The Trend of Selling with Incentives
The tendency in new home sales today is to entice buyers with discounts, incentives, specials, price reductions, etc. We can’t seem to sell anything without giving something away.
This is a losing battle. Not only have we trained buyers to expect (and demand) such “deals”, we have confirmed in the mind of the public that we are still desperate and will do whatever it takes to make a sale.
The best companies, the ones that come out at the end of this massive market correction intact and solvent, will give their sales people the skills and tools to make it ‘uncomfortable; for buyers to keep stalling by helping buyers see the benefits of buying their new home now.
But first, we must begin by pricing our homes at the price we are willing to accept, and stop offering a ‘fictitious’ price which we then reduce through the ‘giving’ of discounts and incentives. Offering incentives as a pricing strategy reduces both value in our homes and confidence in the market overall, and, unfortunately has resulted in our training the American homebuyer to believe that our price isn’t the ‘real’ price.
Do you remember when Saturn rolled out their business model of telling customers that the price on the sticker was a no-haggle bottom line price? This strategy spoke to a market that, considering the perception of car salesmen and the auto buying process in the day, found the concept revolutionary. Whether or not they loved the car, people loved the concept, and Saturn sold cars.
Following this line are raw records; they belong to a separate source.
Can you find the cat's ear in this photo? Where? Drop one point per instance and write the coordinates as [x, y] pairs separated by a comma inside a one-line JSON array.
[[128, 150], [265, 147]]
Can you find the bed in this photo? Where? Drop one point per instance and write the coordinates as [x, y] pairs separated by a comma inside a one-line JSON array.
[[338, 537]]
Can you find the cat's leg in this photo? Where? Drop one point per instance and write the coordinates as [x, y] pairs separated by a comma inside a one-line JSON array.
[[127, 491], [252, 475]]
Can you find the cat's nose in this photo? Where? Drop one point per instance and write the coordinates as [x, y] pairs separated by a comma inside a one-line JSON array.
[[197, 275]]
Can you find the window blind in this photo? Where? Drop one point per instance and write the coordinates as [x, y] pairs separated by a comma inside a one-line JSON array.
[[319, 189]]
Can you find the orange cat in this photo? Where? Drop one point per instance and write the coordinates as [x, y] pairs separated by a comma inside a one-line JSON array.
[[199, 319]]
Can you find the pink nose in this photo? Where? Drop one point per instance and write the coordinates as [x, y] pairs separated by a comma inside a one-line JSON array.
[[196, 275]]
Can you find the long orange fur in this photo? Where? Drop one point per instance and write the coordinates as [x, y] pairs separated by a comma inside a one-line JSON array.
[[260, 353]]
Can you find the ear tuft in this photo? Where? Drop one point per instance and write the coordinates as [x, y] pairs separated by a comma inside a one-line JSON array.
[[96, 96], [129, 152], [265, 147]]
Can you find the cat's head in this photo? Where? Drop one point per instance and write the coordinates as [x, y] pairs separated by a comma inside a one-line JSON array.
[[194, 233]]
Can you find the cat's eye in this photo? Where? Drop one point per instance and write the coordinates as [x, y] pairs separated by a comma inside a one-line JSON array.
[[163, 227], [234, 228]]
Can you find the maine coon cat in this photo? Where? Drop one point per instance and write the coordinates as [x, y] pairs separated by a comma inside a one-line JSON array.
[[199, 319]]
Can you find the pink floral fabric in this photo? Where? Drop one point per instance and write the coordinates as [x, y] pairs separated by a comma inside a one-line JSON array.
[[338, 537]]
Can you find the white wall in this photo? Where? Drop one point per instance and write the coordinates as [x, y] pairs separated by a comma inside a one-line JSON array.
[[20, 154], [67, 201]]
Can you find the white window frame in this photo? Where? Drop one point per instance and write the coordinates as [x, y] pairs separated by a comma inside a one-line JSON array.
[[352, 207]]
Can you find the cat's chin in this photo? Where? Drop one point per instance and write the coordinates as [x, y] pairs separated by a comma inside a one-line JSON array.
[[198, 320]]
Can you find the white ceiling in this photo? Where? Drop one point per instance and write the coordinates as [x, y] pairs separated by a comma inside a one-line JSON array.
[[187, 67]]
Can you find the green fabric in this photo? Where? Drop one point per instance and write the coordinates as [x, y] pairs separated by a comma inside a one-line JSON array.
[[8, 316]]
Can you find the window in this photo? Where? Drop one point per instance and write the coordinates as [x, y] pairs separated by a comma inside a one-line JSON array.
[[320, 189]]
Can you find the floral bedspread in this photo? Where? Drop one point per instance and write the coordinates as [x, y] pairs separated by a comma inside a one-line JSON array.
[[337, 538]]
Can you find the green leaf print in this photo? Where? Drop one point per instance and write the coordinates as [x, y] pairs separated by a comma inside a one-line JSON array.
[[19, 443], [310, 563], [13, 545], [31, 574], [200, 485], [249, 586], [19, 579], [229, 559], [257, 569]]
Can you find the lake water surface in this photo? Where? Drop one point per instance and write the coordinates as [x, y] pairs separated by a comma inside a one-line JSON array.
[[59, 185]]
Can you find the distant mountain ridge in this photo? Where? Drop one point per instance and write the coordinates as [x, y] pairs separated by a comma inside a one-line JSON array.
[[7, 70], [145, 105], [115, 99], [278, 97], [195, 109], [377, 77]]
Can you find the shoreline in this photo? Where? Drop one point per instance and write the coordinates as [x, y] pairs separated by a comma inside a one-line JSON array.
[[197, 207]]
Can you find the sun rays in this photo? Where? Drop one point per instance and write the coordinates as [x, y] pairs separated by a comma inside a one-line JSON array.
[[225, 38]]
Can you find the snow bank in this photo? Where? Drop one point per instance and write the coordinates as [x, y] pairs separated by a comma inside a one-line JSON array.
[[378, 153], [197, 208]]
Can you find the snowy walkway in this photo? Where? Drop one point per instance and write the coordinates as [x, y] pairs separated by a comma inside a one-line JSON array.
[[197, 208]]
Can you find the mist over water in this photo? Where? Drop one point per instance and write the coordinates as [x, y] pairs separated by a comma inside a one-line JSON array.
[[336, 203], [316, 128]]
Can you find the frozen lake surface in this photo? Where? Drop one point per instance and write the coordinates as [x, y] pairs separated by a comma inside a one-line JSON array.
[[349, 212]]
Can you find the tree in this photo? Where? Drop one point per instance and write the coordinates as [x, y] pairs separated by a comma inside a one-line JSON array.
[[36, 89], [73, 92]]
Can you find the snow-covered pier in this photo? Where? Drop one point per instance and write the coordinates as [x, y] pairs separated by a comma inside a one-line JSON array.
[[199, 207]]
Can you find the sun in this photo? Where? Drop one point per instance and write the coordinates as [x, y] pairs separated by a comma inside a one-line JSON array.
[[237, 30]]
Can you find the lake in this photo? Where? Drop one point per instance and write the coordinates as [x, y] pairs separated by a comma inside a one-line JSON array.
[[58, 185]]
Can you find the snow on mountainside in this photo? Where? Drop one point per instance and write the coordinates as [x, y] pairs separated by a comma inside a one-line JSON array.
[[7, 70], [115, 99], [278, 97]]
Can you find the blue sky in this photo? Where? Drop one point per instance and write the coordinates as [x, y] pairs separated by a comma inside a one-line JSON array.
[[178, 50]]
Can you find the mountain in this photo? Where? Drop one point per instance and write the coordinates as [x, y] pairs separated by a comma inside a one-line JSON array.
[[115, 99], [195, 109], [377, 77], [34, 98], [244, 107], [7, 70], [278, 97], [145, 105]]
More than two decades ago, in a very challenging home selling market, I was on the builder’s sales floor and, when asked about prices, was confidently able to tell ‘our’ prospects that there was one thing that they could be certain of: that the next customer that bought was not going to get a better deal than them: the price listed on our price sheet was in fact the only price, and that the only direction those prices went was up. Periodically, prices would be raised by $500 to $1,000 across the board, and we were never, ever given advance notice of the price increase. This kept the pressure on the buyers that they had better buy TODAY as TODAY the price they received was the best price, and that tomorrow, or even by that very afternoon, we could receive a call from the office to raise prices immediately. This created a tension among the buyers. There was urgency, which today the lack of is the one of the two top selling concerns expressed to me by the sales team we train and coach.
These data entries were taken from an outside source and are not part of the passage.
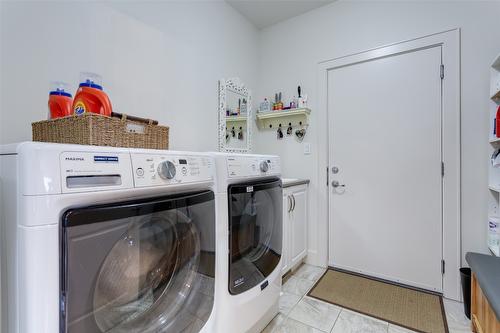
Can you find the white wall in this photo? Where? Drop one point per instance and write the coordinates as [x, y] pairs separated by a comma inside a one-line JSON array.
[[158, 60], [344, 28]]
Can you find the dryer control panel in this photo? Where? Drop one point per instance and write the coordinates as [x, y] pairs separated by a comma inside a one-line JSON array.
[[251, 166], [156, 170]]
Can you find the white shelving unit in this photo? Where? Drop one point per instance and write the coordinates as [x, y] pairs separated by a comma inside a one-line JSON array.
[[494, 173], [292, 117]]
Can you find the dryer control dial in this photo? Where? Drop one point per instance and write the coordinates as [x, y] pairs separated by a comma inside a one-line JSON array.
[[264, 166], [167, 170]]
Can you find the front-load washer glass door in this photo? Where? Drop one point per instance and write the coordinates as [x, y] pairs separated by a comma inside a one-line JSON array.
[[139, 266], [255, 233]]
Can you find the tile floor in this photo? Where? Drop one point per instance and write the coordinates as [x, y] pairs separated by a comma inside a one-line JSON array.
[[302, 314]]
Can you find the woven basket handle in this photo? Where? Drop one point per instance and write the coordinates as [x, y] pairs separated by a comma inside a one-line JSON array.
[[124, 117]]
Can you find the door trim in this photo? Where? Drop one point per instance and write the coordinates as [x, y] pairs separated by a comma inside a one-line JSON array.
[[450, 44]]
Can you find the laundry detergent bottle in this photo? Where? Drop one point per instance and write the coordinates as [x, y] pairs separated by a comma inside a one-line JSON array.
[[60, 100], [90, 97]]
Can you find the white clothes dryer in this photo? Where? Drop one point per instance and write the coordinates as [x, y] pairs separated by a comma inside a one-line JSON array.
[[100, 239], [249, 220]]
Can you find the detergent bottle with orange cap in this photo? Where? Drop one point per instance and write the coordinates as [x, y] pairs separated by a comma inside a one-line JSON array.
[[90, 97], [60, 100]]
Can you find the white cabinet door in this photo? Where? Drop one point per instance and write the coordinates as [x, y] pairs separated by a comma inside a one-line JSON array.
[[298, 224], [285, 252]]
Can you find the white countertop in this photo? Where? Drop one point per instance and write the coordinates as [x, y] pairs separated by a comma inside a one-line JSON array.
[[287, 182]]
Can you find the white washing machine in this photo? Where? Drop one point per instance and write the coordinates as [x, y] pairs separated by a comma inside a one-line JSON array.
[[249, 217], [98, 239]]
We generated momentum, urgency and excitement by calling our sale around to take that home site off the market with the prospect sitting in front of us. Occasionally we had customers furious with us that we had taken prices up and they couldn’t buy at the old price. How did we handle it? By reminding them that we had advised them before they left that if prices went up before they made their decision, they would have to acquire the home at the new price.
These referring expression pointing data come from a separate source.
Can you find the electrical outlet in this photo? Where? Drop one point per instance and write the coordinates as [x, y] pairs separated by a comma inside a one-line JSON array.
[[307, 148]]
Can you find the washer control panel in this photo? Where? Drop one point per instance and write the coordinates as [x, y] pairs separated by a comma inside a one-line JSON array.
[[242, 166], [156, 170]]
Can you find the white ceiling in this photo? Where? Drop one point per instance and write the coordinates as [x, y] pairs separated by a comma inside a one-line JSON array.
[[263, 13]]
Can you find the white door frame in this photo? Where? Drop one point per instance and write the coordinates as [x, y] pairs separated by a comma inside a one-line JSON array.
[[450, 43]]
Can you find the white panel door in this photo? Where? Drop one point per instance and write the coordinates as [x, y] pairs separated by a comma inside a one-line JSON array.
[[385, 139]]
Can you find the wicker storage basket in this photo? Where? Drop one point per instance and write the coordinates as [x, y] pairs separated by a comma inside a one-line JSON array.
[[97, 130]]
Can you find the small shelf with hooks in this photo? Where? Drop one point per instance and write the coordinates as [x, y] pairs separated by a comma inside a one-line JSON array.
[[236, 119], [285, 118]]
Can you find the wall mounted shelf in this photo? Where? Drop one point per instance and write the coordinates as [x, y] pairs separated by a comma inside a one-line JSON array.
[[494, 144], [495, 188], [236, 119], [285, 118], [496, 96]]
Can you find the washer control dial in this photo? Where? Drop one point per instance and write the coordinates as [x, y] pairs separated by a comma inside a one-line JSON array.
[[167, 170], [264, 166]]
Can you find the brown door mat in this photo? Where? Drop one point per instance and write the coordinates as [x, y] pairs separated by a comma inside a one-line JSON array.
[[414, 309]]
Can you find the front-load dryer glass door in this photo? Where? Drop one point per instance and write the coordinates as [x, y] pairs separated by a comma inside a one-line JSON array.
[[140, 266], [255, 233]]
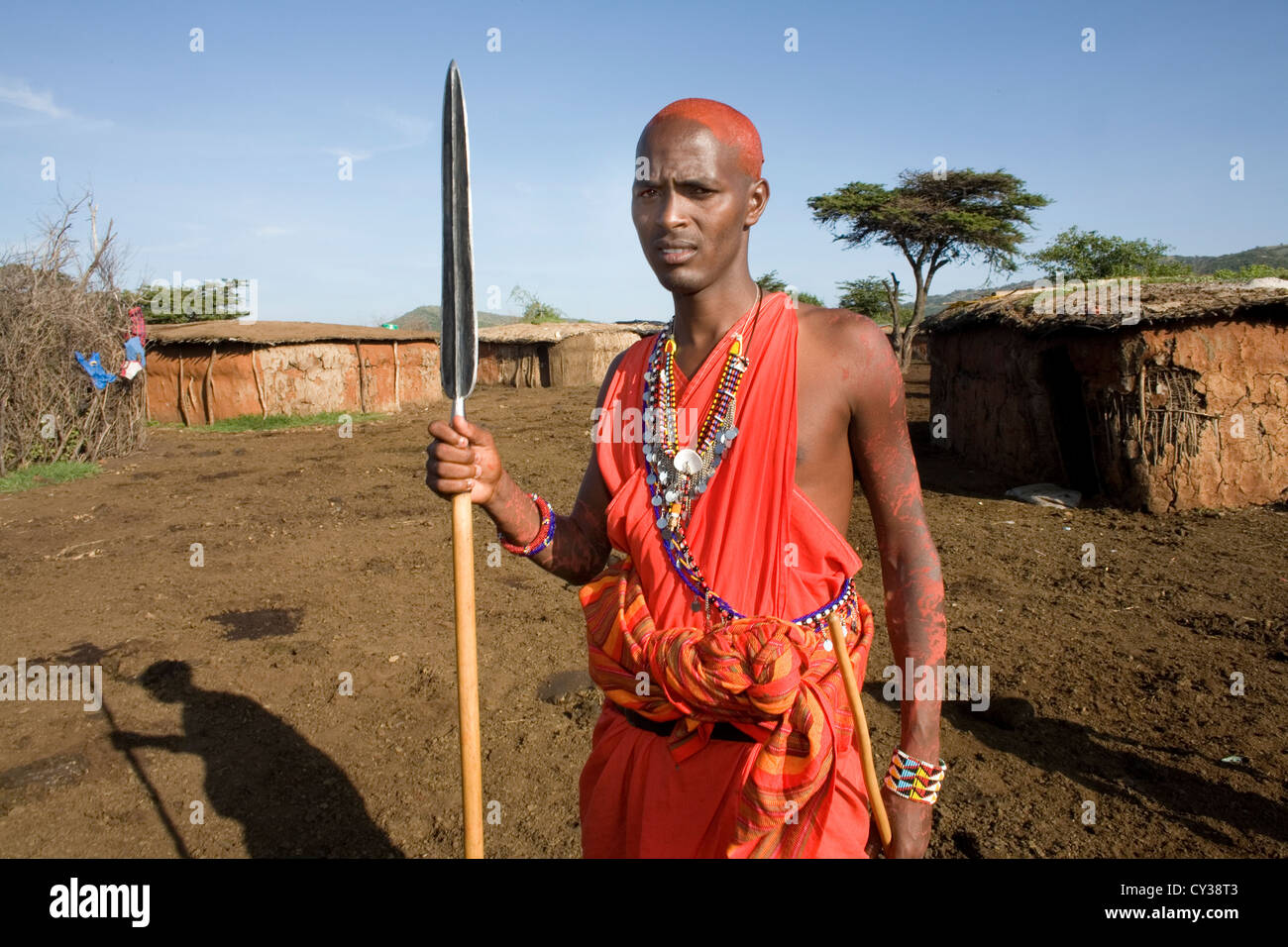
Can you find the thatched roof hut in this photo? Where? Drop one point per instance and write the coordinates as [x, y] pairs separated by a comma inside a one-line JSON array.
[[1158, 397], [205, 371], [554, 354]]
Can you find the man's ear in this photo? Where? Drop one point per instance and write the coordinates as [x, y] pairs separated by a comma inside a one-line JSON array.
[[758, 196]]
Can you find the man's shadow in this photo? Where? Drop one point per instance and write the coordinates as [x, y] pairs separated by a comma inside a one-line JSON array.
[[290, 797], [1081, 753]]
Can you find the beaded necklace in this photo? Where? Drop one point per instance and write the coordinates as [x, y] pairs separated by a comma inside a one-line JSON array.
[[678, 476]]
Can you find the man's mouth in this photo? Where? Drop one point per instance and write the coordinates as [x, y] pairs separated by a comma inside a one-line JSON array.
[[678, 254]]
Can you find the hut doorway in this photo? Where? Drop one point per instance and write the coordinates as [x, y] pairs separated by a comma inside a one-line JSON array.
[[1069, 419]]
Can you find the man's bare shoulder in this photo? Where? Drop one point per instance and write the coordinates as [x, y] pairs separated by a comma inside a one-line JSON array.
[[840, 335]]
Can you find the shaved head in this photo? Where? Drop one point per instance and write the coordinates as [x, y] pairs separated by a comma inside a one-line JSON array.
[[728, 125]]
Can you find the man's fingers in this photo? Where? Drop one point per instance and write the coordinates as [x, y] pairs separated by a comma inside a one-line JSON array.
[[450, 454], [460, 472], [454, 486]]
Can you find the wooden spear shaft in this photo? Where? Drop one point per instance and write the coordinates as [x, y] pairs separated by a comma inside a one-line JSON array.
[[861, 729], [468, 673]]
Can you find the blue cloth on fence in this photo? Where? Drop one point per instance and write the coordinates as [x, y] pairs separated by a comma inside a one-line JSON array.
[[134, 351], [93, 367]]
Wouldn’t it be novel of you, the builder, to adopt a no-haggle pricing strategy? Imagine if you set your profit margins to something you could live with, then marked your homes to those prices accordingly, drew the line in the sand, and defended your position.
You might have to retrain your sales team, but you will definitely be retraining your local market that when it comes to buying a home from your company, they could trust the price. And isn’t that one of the greatest fears buyer’s have and one of the two top reasons for delaying the buying decision?
You would, in effect, empower your buyers with the confidence and peace of mind to know that no matter when they buy, at the time they approve your Builder’s Agreement they would know that they did indeed get the best price. That simple answer on the price being the price satisfied the majority of our prospects. They simply wanted to know what the ‘real’ price was, and they wanted to know that someone else wasn’t going to get a better than them.
We don’t need to continue to perpetuate our misery within the industry. Sure things are tough. Haven’t they always been? Have we forgotten what it was like before the real estate boom? Let’s forget about the ‘glory days’ when we couldn’t build ‘em fast enough and had to keep raising prices to slow sales down. Let’s settle down and move forward by getting back to work and refocussing on how we need to change ourselves and our business models. If you can’t change the situation, you can only change you and your business model.
Let’s set our home prices based on what we will accept and breathe life back into our industry. When value and priced are balanced in the mind of the buyer, a sale will occur.